Since our arrival in
Turkey we’d had something of a purple patch in terms of our time in the
country; Ephesus, the Travertines and our cruise from Fethiye to Olympos, were
all memorable experiences. As Lance
Armstrong can attest however it’s naturally hard to keep a run like this going
and the week following our cruise was to demonstrate this.
On reflection I think
the downward slide can be attributed to a Mole in our ranks and its cunning
leverage of the Turkish four day Islamic, Kurban Bayrami (the merrily named
‘Festival of Sacrifice’) holiday period. This year it also coincided with
Turkish Republic Day and so represented a fair chunk of holiday time for the
Turks.
Worried of Turkey |
A key aspect of the Festival
is the slaughtering of a halal animal (cow, goat, sheep or even a camel) by
each family and the distribution of the body parts in equal portions to close
family, friends and those less fortunate. From our observations the goat seemed
to be the slaughteree of choice on the western Mediterranean and with
approximately 77 million Turks, over 96% of who are Muslim this equates to a
lot of worried goats.
Like any good shyster
the Mole gained our confidence over a long period and did so again through its
whisperings and pointed insights about not staying in Olympos, the default post
cruise location, but rather Cirali, a mere 3km further along the beach front.
Chimera |
Whereas Olympos is
effectively a series of backpacker hostels coming off a dirt track, Cirali is its
own town set in a forested coastal strip ringed with small rural holdings and
overlooked by the surrounding mountains. With free bikes available from our
hotel we spent an enjoyable afternoon pedalling around before pulling over and
enjoying the local speciality of pomegranate and orange juice in one of the
many vegetated grotto like eateries.
Cirali is also closer
to the primary attraction in the region, the ‘chimera’, a naturally occurring phenomenon
whereby volcanic gases exude from the rocks on the side of a mountain and are
ignited through contact with the atmosphere. Setting off at dusk we hiked through the town and
surrounding countryside to watch the sunset as the flames flickered from the
rocks all around us.
Kaleici, Antalya |
Our plans from Cirali had
been informed by prior research that pointed to accommodation and spots on any
bus being hard to come by prior to, during and after the Bayram holiday
period. To manage this, and on
advice from the Mole, we’d chosen to spend four nights in Kizkalesi on the
eastern Mediterranean as we tried to wring the last vestiges of heat out of the
remnants of the Turkish summer.
Our journey to
Kizkalesi took us through the historic city of Antalya for an evening, which
should have provided us with our first warning signs about the Mole as the
directions provided were all over the place for moving in and out of the city
from the bus station. We had
however no reason to question its advice and once we’d made it to Kaleici, the
historic Roman centre of Antalya and despite the turning of the weather, could
have easily spent more than an evening, but the scarcity of buses meant we were
on the move again the next day.
It wasn’t until our
bus rolled into Kizkalesi that the extent of the betrayal the Mole had wrought upon
us was apparent.
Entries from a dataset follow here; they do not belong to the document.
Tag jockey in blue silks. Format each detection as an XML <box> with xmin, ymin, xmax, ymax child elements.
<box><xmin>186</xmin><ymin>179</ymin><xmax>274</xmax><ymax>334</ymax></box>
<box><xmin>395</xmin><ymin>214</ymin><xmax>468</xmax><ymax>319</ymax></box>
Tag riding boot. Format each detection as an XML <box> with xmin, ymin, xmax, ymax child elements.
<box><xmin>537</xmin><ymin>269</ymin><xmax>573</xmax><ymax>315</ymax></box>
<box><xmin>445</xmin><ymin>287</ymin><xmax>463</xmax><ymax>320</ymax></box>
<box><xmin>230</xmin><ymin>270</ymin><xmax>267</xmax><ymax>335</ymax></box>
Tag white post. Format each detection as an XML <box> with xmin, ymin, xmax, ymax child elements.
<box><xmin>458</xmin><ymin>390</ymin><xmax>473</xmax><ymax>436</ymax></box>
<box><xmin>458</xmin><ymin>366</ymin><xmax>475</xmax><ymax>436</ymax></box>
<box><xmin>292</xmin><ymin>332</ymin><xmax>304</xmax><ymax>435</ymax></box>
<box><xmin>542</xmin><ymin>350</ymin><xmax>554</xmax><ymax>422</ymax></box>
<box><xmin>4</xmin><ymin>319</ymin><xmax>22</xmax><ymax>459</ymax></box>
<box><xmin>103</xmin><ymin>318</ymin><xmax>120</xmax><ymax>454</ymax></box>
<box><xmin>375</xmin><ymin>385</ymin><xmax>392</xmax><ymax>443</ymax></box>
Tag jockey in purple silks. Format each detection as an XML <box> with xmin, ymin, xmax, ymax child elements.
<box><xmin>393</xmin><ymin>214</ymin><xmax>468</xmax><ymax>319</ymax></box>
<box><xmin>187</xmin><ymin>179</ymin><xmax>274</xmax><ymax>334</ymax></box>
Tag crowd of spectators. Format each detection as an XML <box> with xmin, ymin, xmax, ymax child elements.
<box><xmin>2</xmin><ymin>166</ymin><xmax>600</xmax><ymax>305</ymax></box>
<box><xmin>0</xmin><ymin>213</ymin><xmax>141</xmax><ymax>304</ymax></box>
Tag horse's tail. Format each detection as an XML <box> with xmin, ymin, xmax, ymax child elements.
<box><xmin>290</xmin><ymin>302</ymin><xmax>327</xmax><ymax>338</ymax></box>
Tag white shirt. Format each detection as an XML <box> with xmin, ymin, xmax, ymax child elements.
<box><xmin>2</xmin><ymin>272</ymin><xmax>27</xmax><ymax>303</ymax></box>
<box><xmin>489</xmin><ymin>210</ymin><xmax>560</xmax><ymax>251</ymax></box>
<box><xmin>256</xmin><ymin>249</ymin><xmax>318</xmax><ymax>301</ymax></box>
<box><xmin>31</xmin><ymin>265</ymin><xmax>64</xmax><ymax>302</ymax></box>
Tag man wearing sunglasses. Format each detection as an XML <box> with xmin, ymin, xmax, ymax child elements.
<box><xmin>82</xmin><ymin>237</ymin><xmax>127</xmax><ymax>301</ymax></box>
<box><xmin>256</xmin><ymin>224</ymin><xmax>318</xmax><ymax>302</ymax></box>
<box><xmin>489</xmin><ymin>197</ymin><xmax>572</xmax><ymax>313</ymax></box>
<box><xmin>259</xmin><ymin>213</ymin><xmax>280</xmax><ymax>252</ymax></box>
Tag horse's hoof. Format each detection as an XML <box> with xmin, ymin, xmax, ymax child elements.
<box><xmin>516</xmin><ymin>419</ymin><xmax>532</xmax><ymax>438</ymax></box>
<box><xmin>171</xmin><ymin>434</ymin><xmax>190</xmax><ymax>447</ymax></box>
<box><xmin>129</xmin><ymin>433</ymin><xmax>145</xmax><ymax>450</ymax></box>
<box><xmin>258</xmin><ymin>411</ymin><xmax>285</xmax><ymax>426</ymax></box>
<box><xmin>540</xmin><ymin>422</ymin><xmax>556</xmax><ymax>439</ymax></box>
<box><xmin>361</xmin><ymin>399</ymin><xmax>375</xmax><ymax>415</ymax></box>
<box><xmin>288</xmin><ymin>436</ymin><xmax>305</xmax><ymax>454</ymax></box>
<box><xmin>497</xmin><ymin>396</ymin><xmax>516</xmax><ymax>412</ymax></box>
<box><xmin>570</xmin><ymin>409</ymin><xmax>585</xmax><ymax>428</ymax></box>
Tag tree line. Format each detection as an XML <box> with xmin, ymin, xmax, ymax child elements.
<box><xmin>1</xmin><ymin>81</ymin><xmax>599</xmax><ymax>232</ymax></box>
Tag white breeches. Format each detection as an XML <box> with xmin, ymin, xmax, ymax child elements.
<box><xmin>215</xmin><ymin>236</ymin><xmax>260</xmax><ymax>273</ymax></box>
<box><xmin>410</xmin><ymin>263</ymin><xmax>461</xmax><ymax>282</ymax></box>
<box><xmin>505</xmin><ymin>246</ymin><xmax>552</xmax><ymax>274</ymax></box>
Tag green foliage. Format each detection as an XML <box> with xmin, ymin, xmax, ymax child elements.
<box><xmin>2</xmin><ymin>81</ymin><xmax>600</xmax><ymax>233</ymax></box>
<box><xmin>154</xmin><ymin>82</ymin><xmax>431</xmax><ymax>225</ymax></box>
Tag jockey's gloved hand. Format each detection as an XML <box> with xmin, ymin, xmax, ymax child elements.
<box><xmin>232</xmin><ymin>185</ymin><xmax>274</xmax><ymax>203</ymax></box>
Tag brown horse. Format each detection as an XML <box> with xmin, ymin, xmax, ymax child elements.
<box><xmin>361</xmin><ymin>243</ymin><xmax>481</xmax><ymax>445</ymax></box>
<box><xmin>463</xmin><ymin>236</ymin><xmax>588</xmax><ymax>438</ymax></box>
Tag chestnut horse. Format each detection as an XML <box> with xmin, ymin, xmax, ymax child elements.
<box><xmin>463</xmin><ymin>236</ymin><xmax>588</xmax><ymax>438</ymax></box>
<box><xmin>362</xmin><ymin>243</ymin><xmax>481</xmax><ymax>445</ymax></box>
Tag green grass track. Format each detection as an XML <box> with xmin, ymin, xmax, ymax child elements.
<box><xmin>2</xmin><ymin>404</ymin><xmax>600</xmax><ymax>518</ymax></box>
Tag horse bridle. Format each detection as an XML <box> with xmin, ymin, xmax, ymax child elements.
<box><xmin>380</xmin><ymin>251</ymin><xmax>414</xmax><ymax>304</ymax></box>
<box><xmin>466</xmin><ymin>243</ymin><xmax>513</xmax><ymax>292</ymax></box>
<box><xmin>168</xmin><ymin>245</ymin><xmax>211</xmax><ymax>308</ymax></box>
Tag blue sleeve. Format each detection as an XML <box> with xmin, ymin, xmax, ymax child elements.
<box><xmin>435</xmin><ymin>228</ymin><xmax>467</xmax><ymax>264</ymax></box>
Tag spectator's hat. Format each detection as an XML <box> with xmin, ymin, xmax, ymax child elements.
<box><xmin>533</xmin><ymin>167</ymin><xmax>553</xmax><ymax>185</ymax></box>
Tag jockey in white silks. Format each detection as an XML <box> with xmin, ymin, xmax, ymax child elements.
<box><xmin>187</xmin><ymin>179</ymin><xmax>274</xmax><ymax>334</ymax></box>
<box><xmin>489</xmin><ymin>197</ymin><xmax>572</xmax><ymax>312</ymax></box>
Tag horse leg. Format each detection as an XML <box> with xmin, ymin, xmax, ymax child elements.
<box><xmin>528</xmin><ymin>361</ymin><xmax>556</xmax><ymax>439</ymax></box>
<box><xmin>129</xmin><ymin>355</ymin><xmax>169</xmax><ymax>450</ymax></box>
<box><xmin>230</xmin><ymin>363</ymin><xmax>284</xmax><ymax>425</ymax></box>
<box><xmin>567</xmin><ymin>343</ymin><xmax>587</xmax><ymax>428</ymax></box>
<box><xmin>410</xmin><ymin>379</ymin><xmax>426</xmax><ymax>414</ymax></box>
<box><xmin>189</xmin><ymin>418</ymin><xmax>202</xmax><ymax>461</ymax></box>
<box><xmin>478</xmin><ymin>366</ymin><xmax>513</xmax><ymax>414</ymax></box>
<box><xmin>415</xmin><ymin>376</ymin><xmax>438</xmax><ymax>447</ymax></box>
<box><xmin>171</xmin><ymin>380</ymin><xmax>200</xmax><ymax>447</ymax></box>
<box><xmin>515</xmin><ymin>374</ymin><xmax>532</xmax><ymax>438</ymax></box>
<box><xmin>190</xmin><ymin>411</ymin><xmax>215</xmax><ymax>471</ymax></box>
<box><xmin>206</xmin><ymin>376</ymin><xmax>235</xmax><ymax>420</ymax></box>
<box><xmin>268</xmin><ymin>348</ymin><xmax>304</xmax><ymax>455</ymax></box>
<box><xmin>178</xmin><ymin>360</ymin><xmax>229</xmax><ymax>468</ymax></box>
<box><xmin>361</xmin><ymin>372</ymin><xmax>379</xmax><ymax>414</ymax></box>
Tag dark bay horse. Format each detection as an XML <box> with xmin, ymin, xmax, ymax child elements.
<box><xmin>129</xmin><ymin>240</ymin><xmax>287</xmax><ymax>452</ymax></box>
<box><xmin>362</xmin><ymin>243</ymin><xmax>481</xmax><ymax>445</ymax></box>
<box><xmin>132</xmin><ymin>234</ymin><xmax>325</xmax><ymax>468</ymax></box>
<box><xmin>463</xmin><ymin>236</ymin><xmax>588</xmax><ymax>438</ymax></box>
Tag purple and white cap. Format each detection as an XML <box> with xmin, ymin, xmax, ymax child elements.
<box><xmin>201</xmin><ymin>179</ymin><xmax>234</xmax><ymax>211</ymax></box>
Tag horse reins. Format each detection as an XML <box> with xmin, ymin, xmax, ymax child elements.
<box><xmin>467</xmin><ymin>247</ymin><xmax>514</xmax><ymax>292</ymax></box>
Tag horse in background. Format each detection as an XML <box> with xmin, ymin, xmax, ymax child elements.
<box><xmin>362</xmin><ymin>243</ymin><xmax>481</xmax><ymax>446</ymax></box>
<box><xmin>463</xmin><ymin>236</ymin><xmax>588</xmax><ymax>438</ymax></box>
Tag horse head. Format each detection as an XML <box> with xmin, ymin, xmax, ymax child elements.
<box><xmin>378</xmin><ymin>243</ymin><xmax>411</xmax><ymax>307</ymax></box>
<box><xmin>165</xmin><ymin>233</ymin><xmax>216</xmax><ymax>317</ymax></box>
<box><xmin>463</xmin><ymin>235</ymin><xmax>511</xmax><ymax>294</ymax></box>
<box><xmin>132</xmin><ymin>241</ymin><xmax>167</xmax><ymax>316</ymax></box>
For the first day
or so neither of us could bring ourselves to openly discuss this betrayal as we
found it hard to believe that it’s vivid description and promotion of the town as
‘wonderful’ could be so far from the truth.
The Kizkalesi the Mole,
or as it is otherwise known, Lonely Planet, had described was a far cry from
the mosquito infested, litter strewn concrete jungle by the sea we
encountered. With its intermittent
electricity supply and roaming packs of wild dogs and mangy cats we would
normally have moved onto the next location, however with accommodation and bus
spots at a premium due to the Bayram holiday we were locked in for four nights.
During this time I
came across an earlier description of the town stating it was in danger of
losing it’s character due to the mushrooming of B and C grade concrete block
hotels. Well it has lost that battle and also the one to control its approach
to waste disposal.
More broadly this
appears to be a particular problem in Turkey and even on our cruise we’d be
fishing out large plastic water containers as we swam around. Within this context I couldn’t help but
think on hearing the news over the past few weeks that Afghanistan has declared its first national park, with a view to attracting tourism in the future, that
I hope they consider and provide the infrastructure to handle the unintended environmental
impacts that rapid tourist development can bring, lest such development destroy the values that attract tourists in the first place.